François Bayrou, le leader du parti politique français Modem, est actuellement jugé au tribunal correctionnel de Paris dans l'affaire des assistants parlementaires de l'UDF et du Modem. Bien qu'il ait assisté à toutes les audiences depuis le début du procès, il n'avait encore jamais fait de déclaration sur le fond de l'affaire.
Par moi, Valérie de Senneville.
C'est cette affaire qui lui a fait perdre son poste de ministre de la Justice : l'interrogatoire de François Bayrou a commencé cet après-midi au tribunal correctionnel de Paris, où il est mis en jugement pour le cas des assistants parlementaires européens de l'UDF et du Modem.
Depuis le début du procès le 16 octobre, le haut-commissaire au Plan, âgé de 72 ans, qui dirige la formation liée au président Emmanuel Macron, est présent à toutes les audiences mais n'a pas encore fait de déclarations sur le fond de l'affaire.

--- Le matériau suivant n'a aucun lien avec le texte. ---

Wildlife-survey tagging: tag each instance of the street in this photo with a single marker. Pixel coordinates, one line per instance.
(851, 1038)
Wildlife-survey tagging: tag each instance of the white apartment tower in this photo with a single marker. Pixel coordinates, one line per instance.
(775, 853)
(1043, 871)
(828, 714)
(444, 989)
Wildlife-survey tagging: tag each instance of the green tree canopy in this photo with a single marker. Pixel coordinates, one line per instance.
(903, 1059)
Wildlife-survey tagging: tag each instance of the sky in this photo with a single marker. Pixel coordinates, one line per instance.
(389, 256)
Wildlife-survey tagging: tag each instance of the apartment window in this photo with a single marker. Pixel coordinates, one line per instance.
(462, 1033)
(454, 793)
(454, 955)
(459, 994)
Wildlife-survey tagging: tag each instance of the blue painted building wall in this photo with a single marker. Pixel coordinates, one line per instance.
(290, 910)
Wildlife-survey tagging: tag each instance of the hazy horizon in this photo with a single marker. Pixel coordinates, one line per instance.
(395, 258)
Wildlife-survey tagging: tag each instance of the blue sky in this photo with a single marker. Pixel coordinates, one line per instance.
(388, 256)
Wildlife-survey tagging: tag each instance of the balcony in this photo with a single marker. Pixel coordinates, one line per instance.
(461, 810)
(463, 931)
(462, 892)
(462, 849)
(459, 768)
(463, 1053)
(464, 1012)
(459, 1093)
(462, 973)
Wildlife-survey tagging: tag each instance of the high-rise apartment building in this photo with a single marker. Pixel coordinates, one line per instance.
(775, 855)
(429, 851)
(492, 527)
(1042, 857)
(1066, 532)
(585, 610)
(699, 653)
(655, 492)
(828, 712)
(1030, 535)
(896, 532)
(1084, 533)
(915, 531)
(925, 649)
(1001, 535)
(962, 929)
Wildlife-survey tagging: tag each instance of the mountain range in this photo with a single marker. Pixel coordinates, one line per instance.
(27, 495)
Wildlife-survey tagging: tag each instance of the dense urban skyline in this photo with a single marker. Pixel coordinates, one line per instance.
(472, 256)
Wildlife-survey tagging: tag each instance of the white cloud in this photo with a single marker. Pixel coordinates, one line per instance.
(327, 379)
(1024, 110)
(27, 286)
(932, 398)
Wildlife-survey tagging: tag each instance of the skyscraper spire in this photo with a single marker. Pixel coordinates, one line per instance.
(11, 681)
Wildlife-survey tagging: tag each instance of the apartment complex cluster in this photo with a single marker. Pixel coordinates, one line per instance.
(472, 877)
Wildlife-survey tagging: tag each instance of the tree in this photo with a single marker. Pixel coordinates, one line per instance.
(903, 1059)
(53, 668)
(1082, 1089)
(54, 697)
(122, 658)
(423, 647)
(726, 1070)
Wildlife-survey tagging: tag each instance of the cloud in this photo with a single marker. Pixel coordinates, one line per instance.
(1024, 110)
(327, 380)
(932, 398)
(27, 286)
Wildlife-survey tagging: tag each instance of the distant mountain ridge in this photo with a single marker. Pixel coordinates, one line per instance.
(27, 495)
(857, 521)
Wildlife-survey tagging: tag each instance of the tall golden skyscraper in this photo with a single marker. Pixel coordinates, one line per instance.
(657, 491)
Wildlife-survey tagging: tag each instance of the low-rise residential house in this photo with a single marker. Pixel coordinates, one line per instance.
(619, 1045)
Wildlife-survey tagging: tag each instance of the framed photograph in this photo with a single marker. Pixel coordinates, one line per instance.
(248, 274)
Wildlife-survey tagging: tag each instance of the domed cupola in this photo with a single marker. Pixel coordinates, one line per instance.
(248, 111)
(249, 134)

Avec 10 cadres et élus centristes, cet ancien ministre est soupçonné d'avoir utilisé des fonds européens entre 2005 et 2017 pour rémunérer des assistants parlementaires qui travaillaient en réalité pour les organisations centristes, dans le but de soulager leurs finances.
Après la reprise de l'audience vers 14 heures, François Bayrou, vêtu d'un costume bleu, a écouté attentivement le résumé des faits par le président, debout avec les mains posées sur la barre. En plaisantant sur la prononciation de son nom par le magistrat, il a ensuite exprimé son intention de présenter son analyse de l'affaire, qu'il a structurée autour de cinq questions.
"Est-ce qu'il y avait un système […] dans lequel les députés européens devaient participer, qu'ils le veuillent ou non ? J'espère pouvoir vous démontrer que ce n'est absolument pas le cas", a-t-il spécifiquement affirmé.
"Est-ce que je suis le créateur de tout cela ? Est-ce que le président a élaboré, réfléchi, de manière stratégique, un système de détournement de fonds du Parlement européen au profit du parti au cours des vingt dernières années ? J'espère pouvoir vous démontrer que cela est peu probable", a-t-il continué.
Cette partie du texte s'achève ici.